# is there a problem with my a solar heater?



## joed (Mar 13, 2005)

> for example 170 'hot' going up and only 120 or so 'cold' coming down.


Did you get this wrong? As I read it the water going up is hotter than the water coming down.


----------



## 808diy (Mar 23, 2018)

joed said:


> Did you get this wrong? As I read it the water going up is hotter than the water coming down.


sorry I got it wrong. hot coming down is 'hotter' than water going up.


----------



## joed (Mar 13, 2005)

The system seems to be working. The water coming down is hotter than the water going up. The larger difference could be the result of now being summer?


----------



## 808diy (Mar 23, 2018)

joed said:


> The system seems to be working. The water coming down is hotter than the water going up. The larger difference could be the result of now being summer?

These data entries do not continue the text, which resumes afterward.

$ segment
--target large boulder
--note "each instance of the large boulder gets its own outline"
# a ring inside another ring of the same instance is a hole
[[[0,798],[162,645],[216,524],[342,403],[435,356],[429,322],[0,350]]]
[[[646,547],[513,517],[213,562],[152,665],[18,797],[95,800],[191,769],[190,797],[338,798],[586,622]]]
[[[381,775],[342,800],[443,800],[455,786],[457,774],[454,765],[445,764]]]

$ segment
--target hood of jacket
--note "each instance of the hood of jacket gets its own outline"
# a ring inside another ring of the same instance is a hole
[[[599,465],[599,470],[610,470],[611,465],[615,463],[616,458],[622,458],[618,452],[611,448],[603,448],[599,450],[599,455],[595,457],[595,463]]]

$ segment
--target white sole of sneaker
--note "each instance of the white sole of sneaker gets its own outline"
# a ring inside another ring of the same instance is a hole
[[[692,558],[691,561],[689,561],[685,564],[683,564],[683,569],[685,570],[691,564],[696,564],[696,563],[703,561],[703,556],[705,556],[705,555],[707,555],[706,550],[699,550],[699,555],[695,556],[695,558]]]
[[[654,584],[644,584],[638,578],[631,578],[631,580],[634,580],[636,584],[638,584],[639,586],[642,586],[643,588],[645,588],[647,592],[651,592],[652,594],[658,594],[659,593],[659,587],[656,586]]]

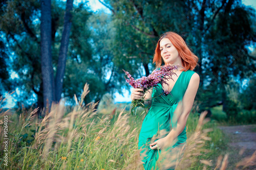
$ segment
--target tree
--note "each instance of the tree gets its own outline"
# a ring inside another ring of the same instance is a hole
[[[201,79],[196,99],[203,109],[220,101],[225,106],[229,80],[256,71],[255,59],[246,48],[256,40],[255,10],[240,1],[101,2],[115,20],[115,64],[132,72],[143,66],[145,75],[150,73],[155,44],[163,33],[177,32],[186,40],[200,59],[195,69]],[[240,69],[245,67],[250,71]]]
[[[86,32],[87,20],[90,15],[90,12],[88,11],[86,4],[83,3],[80,4],[78,6],[74,8],[74,10],[71,11],[73,3],[70,1],[68,1],[68,3],[66,13],[65,13],[65,3],[63,2],[53,1],[51,3],[50,20],[51,29],[51,30],[48,30],[47,35],[48,38],[49,39],[49,32],[50,32],[52,62],[51,63],[50,62],[48,62],[46,66],[52,68],[53,75],[57,75],[56,72],[61,72],[56,76],[57,78],[56,79],[55,82],[61,82],[61,79],[63,80],[63,76],[61,75],[65,70],[64,64],[66,63],[66,60],[76,60],[78,55],[82,55],[80,56],[80,59],[82,61],[86,61],[86,59],[90,58],[91,55],[90,43],[87,42],[89,34],[76,34],[77,30],[74,29],[74,25],[75,27],[80,25],[80,27],[82,27],[84,32]],[[25,102],[26,101],[33,98],[35,98],[35,100],[37,100],[37,106],[42,108],[44,105],[41,74],[42,72],[40,62],[41,51],[40,22],[39,19],[41,12],[40,6],[39,1],[22,2],[16,0],[7,1],[6,3],[1,8],[2,12],[1,14],[0,27],[1,30],[3,31],[2,35],[6,37],[7,42],[9,45],[8,50],[15,52],[13,58],[13,62],[11,68],[10,69],[13,69],[18,75],[19,89],[24,92],[23,96],[20,96],[19,100],[23,101],[22,103],[26,103]],[[72,21],[79,21],[79,23],[71,26],[70,18],[71,14],[73,17]],[[82,16],[81,16],[81,15]],[[65,18],[62,16],[66,16]],[[77,17],[80,18],[77,18]],[[63,22],[65,22],[65,27],[62,25]],[[47,28],[49,28],[48,26]],[[69,35],[70,30],[73,32],[70,36]],[[42,30],[42,33],[44,31],[46,30]],[[43,39],[44,37],[42,38]],[[63,42],[61,42],[61,41]],[[69,45],[68,42],[70,43]],[[78,44],[80,45],[78,45]],[[74,46],[75,47],[73,48],[72,47]],[[84,47],[84,46],[87,47]],[[83,48],[82,50],[78,50],[81,47]],[[48,49],[48,51],[51,50],[49,48],[49,46]],[[72,49],[71,51],[70,49]],[[79,50],[82,51],[83,52],[79,53]],[[42,50],[42,52],[46,52],[45,50]],[[45,54],[45,53],[42,53],[42,55]],[[50,55],[49,54],[48,54]],[[62,57],[59,58],[59,56]],[[68,56],[67,59],[65,58],[65,56]],[[57,64],[59,58],[59,64]],[[43,58],[44,59],[45,58]],[[57,68],[58,65],[61,66],[59,68]],[[42,69],[43,72],[47,70],[48,69]],[[62,79],[61,79],[61,76]],[[53,83],[54,84],[54,81]],[[61,86],[55,86],[55,88],[58,88],[57,91],[59,91]],[[32,97],[34,93],[36,94],[36,97]],[[61,93],[59,92],[58,98],[60,94]],[[74,93],[72,94],[73,94]],[[55,94],[52,95],[53,96],[55,95]],[[31,105],[33,102],[35,102],[34,99],[28,104]],[[45,104],[46,104],[45,102]]]

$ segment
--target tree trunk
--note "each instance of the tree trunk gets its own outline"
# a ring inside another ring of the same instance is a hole
[[[64,17],[64,29],[63,30],[61,42],[59,49],[58,67],[55,77],[56,101],[59,102],[61,97],[63,87],[63,78],[65,73],[66,63],[69,46],[69,39],[71,30],[71,13],[73,0],[67,0],[65,16]]]
[[[44,106],[51,108],[55,101],[54,72],[52,64],[51,0],[41,1],[41,68],[44,87]],[[50,109],[49,109],[50,110]]]
[[[39,92],[37,94],[37,107],[39,107],[38,111],[37,112],[37,116],[38,118],[41,118],[42,116],[44,115],[42,115],[42,110],[44,109],[44,95],[41,92],[43,91],[43,85],[42,82],[40,84],[40,89],[39,90]]]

but what usually happens is, I can see the temp of hot water coming down to heater (and temperate would rise) and also at the same time see the temp of cold going to panel (and temp would rise rather quickly); now the temp of cold going to panel rises just very slightly. so I'm thinking somewhere there's something that's stuck causing problems with the cold circulating?


----------



## joed (Mar 13, 2005)

I think I get it. It seems like the tank is not heating. Could there be a leak in the usage side using up the hot water? Is the water actually circulating? Or maybe it is not circulating at full flow?


----------



## 808diy (Mar 23, 2018)

the leak would need to be in or near the heater though right? since the cold going up is the one that's kind of lagging. I don't know how to tell if circulation is full flow or working at all. but I can hear the (is the term 'pump') that makes this circulation happen and the temps change, and it goes on for a minute or so.

btw, is this the correct forum to post solar questions to? or would it be the plumbing section? thanks.


----------



## Ruskin (Jul 31, 2019)

Did you find the problem 808? Two things you might check are: 1. is there any air in the system (most water heaters have a relief valve where you can let out air and get the water level back up) 2. scale (calcium) blocking the pipes, do you have hard water?


----------